Preparation of (8S,20S)-Des-A,B-8-benzoyloxy-20-formylpregnane (3)

Sulfur trioxide pyridine complex (1.94 g, 12.2 mmol) was added to a solution of the alcohol 2 (6.40 mg, 2.03 mmol), triethylamine (1.41 mL, 1.02 g, 10.1 mmol) in anhydrous methylene chloride (10 mL) and anhydrous DMSO (2 mL) at 0° C. The reaction mixture was stirred under argon at 0° C. for 1 h and then concentrated. The residue was diluted with ethyl acetate, washed with brine, dried (Na₂SO₄) and concentrated. The residue was purified by column chromatography on silica gel with hexane/ethyl acetate (95:5) to give the aldehyde 3 (529 mg, 83% yield) as an oil: ¹H NMR (400 MHz, CDCl₃+TMS) δ 9.60 (1H, d, J=3.1 Hz, CHO), 8.05 (2H, m, o-H_Bz), 7.57 (1H, m, p-H_Bz), 7.45 (2H, m, m-H_Bz), 5.44 (1H, s, 8α-H), 2.39 (1H, m, 20-H), 2.03 (2H, dm, J=11.5 Hz), 1.15 (3H, d, J=6.9 Hz, 21-H₃), 1.10 (3H, s, 18-H₃); ¹³C NMR (100 MHz) δ 204.78 (d, CHO), 166.70 (s, C═O), 132.78 (d, p-Bz), 130.69 (s, i-Bz), 129.50 (d, o-Bz), 128.38, (d, m-Bz), 71.66 (d, C-8), 51.30 (d), 50.95 (d), 49.20 (d), 42.38 (s, C-13), 39.62 (t), 30.47 (t), 25.99 (1), 22.92 (t), 17.92 (t), 13.90 (q), 13.35 (q); MS (EI) m/z 314 (1, M⁺), 299 (0.5, M⁺-Me), 286 (1, M⁺-CO), 285 (5, M⁺-CHO), 257 (1, M⁺-C₃H₅O), 209 (10, M⁺-PhCO), 192 (38), 134 (60), 105 (100), 77 (50); exact mass calculated for C₂₀H₂₆O₃ (M⁺) 314.1882, found 314.1887.

Preparation of (8S,20R)-Des-A,B-8-benzoyloxy-20-(hydroxymethyl)pregnane (4)

The aldehyde 3 (364 mg, 1.12 mmol) was dissolved in methylene chloride (15 mL) and a 40% aq. n-Bu₄NOH solution (1.47 mL, 1.45 g, 2.24 mmol) was added.
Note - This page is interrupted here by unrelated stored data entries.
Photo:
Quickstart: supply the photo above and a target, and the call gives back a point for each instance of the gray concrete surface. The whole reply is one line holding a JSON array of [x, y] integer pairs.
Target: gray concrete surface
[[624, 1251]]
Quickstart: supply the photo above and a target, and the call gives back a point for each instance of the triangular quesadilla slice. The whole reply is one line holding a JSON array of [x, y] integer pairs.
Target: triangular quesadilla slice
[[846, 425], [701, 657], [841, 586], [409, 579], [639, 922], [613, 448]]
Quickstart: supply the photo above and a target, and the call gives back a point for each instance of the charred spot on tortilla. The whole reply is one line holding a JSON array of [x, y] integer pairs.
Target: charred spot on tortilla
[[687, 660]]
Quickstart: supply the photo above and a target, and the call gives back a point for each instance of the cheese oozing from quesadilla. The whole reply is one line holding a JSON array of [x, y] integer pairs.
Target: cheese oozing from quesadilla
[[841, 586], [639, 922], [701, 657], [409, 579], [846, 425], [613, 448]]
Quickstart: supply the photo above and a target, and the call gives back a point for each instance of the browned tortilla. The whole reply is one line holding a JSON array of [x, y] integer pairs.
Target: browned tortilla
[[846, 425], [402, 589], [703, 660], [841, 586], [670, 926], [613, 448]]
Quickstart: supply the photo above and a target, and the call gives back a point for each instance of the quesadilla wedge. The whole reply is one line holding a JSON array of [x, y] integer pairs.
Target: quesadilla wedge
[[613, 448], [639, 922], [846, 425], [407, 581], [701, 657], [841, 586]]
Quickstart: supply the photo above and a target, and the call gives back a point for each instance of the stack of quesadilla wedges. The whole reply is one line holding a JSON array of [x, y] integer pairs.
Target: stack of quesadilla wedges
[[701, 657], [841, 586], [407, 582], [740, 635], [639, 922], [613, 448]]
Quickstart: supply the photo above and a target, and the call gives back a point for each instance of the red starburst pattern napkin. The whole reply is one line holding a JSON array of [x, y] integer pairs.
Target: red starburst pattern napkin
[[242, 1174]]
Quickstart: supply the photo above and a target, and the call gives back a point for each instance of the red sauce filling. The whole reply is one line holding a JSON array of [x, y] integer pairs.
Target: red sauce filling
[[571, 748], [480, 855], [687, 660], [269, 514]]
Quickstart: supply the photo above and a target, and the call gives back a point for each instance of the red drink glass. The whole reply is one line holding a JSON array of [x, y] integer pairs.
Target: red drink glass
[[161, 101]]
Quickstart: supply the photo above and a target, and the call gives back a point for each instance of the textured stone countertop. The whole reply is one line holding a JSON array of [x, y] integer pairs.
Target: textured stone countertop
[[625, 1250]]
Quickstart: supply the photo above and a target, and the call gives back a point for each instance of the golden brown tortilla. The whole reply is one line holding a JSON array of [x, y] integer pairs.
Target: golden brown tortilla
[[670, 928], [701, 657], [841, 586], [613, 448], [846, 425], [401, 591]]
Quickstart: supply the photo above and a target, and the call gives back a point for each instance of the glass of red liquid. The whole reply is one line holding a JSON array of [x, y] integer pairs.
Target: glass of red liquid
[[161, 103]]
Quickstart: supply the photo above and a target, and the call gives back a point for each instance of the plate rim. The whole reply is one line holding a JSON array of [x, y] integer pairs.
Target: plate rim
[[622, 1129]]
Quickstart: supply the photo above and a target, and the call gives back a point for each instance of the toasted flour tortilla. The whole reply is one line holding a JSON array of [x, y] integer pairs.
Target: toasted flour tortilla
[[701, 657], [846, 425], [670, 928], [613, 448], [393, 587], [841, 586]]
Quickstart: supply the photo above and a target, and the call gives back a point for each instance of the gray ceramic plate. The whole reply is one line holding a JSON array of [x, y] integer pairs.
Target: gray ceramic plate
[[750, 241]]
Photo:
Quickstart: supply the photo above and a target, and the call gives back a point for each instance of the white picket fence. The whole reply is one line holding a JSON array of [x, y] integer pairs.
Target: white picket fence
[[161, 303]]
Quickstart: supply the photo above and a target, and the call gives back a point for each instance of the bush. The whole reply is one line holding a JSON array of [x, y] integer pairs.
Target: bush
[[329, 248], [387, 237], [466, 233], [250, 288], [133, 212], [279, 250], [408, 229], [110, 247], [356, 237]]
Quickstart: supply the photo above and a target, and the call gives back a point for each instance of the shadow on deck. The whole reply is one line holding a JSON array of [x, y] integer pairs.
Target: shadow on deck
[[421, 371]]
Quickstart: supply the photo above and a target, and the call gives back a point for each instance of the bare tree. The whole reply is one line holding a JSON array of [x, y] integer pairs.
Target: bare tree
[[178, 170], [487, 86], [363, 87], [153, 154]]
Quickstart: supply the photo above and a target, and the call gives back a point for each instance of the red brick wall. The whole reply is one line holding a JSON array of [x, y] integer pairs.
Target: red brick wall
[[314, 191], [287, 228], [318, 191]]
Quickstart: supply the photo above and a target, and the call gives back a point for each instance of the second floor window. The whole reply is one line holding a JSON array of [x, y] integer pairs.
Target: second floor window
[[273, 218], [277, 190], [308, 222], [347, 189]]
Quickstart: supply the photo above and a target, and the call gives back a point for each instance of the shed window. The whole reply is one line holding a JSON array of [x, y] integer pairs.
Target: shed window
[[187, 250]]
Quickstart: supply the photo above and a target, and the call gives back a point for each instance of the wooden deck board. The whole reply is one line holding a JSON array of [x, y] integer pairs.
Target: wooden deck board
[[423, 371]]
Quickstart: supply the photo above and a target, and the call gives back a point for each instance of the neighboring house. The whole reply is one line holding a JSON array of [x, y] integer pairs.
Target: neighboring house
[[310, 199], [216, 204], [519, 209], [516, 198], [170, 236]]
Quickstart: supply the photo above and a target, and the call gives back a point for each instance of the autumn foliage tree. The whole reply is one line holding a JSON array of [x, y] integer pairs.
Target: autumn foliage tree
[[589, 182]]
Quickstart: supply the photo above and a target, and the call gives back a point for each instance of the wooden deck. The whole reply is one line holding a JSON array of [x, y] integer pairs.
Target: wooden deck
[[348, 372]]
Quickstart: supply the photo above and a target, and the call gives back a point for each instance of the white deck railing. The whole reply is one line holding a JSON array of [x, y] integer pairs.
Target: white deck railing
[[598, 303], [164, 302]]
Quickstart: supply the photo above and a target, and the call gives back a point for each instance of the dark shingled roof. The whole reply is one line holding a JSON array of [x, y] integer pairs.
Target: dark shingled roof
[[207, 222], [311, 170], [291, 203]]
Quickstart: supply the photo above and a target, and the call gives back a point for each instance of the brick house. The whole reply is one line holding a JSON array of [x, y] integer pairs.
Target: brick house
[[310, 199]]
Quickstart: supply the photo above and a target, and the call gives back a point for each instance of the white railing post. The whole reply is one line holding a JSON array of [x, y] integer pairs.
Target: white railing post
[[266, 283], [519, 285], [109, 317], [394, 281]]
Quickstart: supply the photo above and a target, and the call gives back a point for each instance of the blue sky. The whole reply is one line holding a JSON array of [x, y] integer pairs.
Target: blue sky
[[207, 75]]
The resulting mixture was stirred under argon at room temperature for 16 h, diluted with methylene chloride (20 mL), washed with water, dried (Na₂SO₄) and concentrated under reduced pressure. A residue was chromatographed on silica gel with hexane/ethyl acetate (95:5) to afford a mixture of aldehyde 3 and its 20-epimer (292 mg, 80% yield) in ca. 1:2 ratio (by ¹H NMR).

This mixture of aldehydes (292 mg, 0.9 mmol) was dissolved in THF (5 mL) and NaBH₄ (64 mg, 1.7 mmol) was added, followed by a dropwise addition of ethanol (5 mL). The reaction mixture was stirred at room temperature for 30 min and it was quenched with a saturated aq. NH₄Cl solution. The mixture was extracted with ether (3×20 mL) and the combined organic phase was washed with water, dried (Na₂SO₄) and concentrated under reduced pressure. The residue was chromatographed on silica gel with hexane/ethyl acetate (96:4→80:20) to give the desired, pure (20R)-alcohol 4 (160 mg, 55% yield) as an oil and a mixture of 4 and its 20-epimer 2 (126 mg, 43% yield) in ca. 1:3 ratio (by ¹H NMR): [α]_D +50.1 (c 1.09, CHCl₃); ¹H NMR (400 MHz, CDCl₃+TMS) δ 8.05 (2H, in, o-H_Bz), 7.55 (1H, m, p-H_Bz), 7.44 (2H, m, m-H_Bz), 5.41 (1H, s, 8α-H), 3.77 (1H, dd, J=10.4, 3.3 Hz, 22-H), 3.45 (1H, dd, J=10.4, 7.4 Hz, 22-H), 1.067 (3H, s, 18-H₃), 0.973 (3H, d, J=6.6 Hz, 21-H₃); ¹³C NMR (100 MHz) δ 166.36 (s, C═O), 132.61 (d, p-C_Bz), 130.63 (s, i-C_Bz), 129.39 (d, o-C_Bz), 128.23 (d, m-C_Bz), 71.97 (d, C-8), 66.42 (t, C-22), 52.65 (d), 51.38 (d), 41.58 (s, C-13), 39.16 (t), 37.45 (d), 30.38 (t), 26.29 (t), 22.35 (t), 17.89 (t), 16.42 (q, C-21), 13.78 (q, C-18); MS (EI) m/z 316 (16, M⁺), 301 (5, M⁺-Me), 299 (2, M⁺-OH), 298 (3, M⁺-H₂O), 285 (9, M⁺-CH₂OH), 257 (5), 242 (11), 230 (8), 194 (60), 147 (71), 105 (100); exact mass calculated for C₂₀H₂₈O₃ (M⁺) 316.2038, found 316.2050.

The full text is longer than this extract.